– Não sei se devo.
– O que te faz ter esta dúvida?
– Bom… é que… não sei, se eu pedir fico meio assim.
– “Meio assim” como?
– Meio que com medo sabe?
– Sei, medo do que?
– De que talvez ela vá me cobrar isso no futuro.
– E de que maneira você sente isso como algo ameaçador?
– Eu não quero ficar devendo para ela.
– Você não sabe “dever”?
– Não gosto.
– E que tal sentir gratidão e agir por esta razão?
O comportamento de auxílio é comum em humanos e outras espécies, porém muitas pessoas se sentem mal em receber auxílio, porque isso acontece?
Porque ajudamos alguém? Ajuda é um comportamento que ajuda a firmar redes sociais pela percepção das dificuldades. Aquele que ajuda mantém a integridade da relação assim como do círculo social mais amplo, quem é ajudado percebe a força que o círculo social possui. A empatia é a emoção fundamental para este ajudar alguém. É a partir dela que percebemos a dor ou dificuldade e conseguimos imaginar a melhor maneira de auxiliar.

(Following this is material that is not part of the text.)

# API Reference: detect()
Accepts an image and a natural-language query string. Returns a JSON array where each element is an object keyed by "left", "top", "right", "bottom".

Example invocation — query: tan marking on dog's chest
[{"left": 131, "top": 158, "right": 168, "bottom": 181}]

Por outro lado, a capacidade de ajudar pode ser confundida com uma diferença de poder que envolve moralidade. O ajudador é visto, neste cenário, como alguém que “pode mais” do que quem é ajudado e, portanto, “é mais”. Com esta percepção cria-se a noção de “dívida”, um fica devendo ao outro como se a ajuda funcionasse como um empréstimo.
O interessante é perceber que, de fato, o ajudador tem um “status” social diferenciado mesmo em outras espécies. Este “status”, porém, não recebe uma concepção moral, ou seja, não é obrigação de quem recebeu ajuda ajudar ou ficar com uma moratória esperando ser cobrado por qualquer coisa. Outra emoção possível e que funciona como “pagamento” emocional é a gratidão.
A diferença entre sentir gratidão e cobrança quando se recebe ajuda varia, muito, em função de como a pessoa encara a função da ajuda. Se “ajudar” implica em manter a coesão da relação, a gratidão será mais facilmente sentida, pois o ajudado e o ajudador estão, ambos, ligados em função de algo maior que eles: a relação. Por outro lado, se significar um dando ao outro algo que não tem, será visto como dívida e terá uma função moral, neste caso o ajudador e o ajudado não estão na mesma sintonia e precisam se equilibrar.
Pessoas com baixa auto estima tendem a criar relações moralizantes de ajuda, sua tendência é perceber que está recebendo algo que não merece e, portanto, precisa recompensar. Nestes casos a “recompensa” aprisiona aquele que recebe a ajuda e o faz escravo do outro. Não percebe que, mesmo que seja o caso de recompensar, isso tem começo, meio e fim, dívidas tem um valor e uma forma de pagamento, elas não são eternas.
De outro lado, perceber que quem ajuda também recebe algo no ato de ajudar é importante. Voluntários, por exemplo, são pessoas que sentem-se muito bem em ajudar e não desejam recompensa e dizem que a suposta recompensa está no ato de ajudar. Isso é perceber a função de ligação social que a ajuda possui, de criar, manter e fortalecer os vínculos. O sentimento de potência sentido por quem ajuda não é às custas daquele que está necessitado, mas sim em detrimento da competência de quem ajuda em conseguir fornecer ajuda. Uma das sensações mais dolorosas para o ser humano é observar alguém necessitado e não saber como ajudar, sentir-se impotente frente à dor alheia.
Vencer a percepção de que seremos escravos de outra pessoa por termos sido ajudados, ir além dos ditos “é melhor ajudar que ser ajudado”, nos leva à uma concepção mais profunda do que é estar em sociedade e comunidade. De uma forma mais pessoal, renova a nossa humanidade ao nos permitir ser fortes e fracos ao mesmo tempo.